La notizia è stata poi ripresa da tutte o quasi le fonti giornalistiche, segnalando la loro dipendenza dal domino giornalistico che caratterizza la comunicazione online ma anche la scarsa propensione all'analisi del fenomeno che non è sicuramente nuovo e non è certamente associabile solo ai teenager ma più profondo e legato a ciò che Facebook è diventato.
Se Facebook n parla significa che il fenomeno è giù rilevante, come confermato dall’uso esponenziale di strumenti alternativi come WhatsApp, WeChat e KakaoTalk. Il fenomeno non può essere spiegato con la popolarità delle nuove applicazioni ma anche dalla presenza sempre più vasta di genitori, insegnanti, parenti e adulti, intenti e impegnati a postare sui muri del libro delle facce citazioni e foto ma anche a visitare e controllare i muri e le attività dei loro pupilli.

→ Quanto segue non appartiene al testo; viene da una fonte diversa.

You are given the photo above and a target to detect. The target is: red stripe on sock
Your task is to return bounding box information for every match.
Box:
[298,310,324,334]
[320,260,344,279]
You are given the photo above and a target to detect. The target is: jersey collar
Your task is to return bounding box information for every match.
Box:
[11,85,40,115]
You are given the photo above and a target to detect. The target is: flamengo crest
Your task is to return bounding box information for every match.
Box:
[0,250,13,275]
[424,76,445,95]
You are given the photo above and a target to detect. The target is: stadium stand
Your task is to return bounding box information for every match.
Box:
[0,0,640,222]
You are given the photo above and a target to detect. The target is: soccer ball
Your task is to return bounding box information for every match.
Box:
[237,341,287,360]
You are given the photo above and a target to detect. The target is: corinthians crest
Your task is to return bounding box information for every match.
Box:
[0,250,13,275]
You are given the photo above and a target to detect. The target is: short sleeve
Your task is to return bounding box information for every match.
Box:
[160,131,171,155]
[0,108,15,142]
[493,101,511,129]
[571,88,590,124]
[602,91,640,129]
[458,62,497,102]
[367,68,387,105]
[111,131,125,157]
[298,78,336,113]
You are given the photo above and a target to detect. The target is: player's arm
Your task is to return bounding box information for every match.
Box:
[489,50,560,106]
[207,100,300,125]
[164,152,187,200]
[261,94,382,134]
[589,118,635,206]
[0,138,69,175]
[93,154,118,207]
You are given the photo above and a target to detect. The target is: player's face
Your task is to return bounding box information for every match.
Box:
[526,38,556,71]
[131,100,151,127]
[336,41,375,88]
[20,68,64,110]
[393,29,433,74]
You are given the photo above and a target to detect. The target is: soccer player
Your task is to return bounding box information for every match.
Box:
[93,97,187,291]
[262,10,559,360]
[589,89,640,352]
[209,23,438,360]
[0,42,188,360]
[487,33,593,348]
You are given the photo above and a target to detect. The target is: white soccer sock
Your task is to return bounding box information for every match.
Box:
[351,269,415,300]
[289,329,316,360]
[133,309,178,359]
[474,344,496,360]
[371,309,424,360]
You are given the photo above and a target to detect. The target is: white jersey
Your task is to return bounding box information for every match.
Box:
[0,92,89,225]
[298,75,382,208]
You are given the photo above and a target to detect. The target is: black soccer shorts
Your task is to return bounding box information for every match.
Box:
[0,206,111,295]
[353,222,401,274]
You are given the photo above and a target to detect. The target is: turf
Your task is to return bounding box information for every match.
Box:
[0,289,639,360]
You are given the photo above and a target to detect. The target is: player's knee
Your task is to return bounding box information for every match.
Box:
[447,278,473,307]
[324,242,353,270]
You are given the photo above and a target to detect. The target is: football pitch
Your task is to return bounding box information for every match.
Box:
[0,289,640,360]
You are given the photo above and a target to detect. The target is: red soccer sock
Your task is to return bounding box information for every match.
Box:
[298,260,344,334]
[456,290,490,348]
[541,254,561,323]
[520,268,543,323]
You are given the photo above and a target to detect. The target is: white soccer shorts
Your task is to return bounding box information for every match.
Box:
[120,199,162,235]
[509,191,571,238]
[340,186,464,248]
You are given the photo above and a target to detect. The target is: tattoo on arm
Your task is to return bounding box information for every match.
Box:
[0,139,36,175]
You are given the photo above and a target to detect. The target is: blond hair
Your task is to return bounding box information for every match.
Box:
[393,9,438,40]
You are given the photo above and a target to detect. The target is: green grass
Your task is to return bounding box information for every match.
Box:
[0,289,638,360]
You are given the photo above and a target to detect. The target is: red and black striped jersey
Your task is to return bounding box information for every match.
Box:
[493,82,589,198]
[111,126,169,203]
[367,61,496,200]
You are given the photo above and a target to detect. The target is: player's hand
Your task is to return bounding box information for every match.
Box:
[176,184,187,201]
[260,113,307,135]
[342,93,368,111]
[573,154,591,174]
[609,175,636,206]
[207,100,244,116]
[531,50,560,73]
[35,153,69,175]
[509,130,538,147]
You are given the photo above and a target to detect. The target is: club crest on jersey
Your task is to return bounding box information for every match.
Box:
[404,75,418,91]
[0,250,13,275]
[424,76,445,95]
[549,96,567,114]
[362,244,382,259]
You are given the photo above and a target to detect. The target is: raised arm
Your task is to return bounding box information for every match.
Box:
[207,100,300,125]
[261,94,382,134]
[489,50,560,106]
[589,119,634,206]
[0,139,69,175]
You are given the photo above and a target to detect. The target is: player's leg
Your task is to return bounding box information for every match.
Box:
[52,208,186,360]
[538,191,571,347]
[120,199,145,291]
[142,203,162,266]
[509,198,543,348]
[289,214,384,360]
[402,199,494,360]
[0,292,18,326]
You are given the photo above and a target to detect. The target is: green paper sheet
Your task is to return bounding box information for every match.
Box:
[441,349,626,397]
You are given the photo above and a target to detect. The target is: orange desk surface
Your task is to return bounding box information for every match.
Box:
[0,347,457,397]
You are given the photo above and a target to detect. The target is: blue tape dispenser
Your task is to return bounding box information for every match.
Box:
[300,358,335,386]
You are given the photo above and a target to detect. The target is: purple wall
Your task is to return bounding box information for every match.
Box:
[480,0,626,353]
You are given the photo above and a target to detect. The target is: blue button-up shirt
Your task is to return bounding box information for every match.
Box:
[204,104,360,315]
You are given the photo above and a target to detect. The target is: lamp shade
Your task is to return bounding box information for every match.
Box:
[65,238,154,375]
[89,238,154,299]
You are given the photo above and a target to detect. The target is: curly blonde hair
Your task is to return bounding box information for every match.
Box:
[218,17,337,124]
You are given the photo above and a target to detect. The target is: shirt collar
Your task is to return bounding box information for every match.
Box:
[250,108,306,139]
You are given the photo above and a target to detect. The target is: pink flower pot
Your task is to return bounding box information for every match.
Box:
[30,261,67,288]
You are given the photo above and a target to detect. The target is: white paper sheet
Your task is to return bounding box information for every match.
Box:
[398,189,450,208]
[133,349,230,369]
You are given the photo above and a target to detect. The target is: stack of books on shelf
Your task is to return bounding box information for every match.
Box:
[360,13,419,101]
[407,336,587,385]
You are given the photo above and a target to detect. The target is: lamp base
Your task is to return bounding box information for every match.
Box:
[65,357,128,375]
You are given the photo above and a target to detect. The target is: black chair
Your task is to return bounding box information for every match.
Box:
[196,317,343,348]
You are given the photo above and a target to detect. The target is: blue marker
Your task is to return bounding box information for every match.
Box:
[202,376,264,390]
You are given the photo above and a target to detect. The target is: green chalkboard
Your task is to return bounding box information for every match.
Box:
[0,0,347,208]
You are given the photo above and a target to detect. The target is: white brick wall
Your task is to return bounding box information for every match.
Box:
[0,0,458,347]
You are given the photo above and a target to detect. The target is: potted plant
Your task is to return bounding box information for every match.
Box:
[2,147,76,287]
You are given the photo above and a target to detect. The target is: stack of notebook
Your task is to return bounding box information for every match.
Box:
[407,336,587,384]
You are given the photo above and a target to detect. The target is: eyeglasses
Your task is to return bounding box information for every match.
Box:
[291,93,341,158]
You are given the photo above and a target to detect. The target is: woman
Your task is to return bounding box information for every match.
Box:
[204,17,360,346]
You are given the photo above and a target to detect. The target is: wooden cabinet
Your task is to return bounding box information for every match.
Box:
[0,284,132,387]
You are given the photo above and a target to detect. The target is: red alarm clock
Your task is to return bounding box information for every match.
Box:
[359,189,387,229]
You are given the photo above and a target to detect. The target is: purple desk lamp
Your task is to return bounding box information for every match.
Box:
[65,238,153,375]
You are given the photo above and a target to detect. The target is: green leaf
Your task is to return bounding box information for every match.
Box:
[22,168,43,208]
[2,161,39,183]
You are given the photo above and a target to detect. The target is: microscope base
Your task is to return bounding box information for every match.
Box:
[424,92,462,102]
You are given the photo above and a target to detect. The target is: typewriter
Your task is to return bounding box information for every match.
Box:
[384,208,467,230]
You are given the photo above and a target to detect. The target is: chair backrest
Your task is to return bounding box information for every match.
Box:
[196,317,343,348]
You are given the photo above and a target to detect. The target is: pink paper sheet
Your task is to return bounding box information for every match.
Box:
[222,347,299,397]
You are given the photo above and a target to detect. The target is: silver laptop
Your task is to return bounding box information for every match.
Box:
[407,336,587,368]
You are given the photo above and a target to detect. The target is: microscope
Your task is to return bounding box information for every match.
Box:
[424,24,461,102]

Il libro delle facce continua a rimanere uno strumento essenziale ma non viene più usato per pubblicare aggiornamenti di stato, indicare stati d’animo e pensieri dal sen sfuggiti. I teenager stanno su Facebook ma in maniera più razionale e oculata. Prima di pubblicare qualcosa prendono un attimo di riflessione e poi probabilmente utilizzano WhatsApp per comunicare ma soprattutto per circoscrivere l’ambito della rete di consocenze con cui condividere il messaggio. Potrebbero farlo anche con Facebook ma dovrebbero conoscere a fondo i meccanismi di configurazione e gli automatismi, che cambiano spesso, di Facebook. Lo fanno invece con applicazioni come WhatsAPP perché sono sempre più usate e più divertenti.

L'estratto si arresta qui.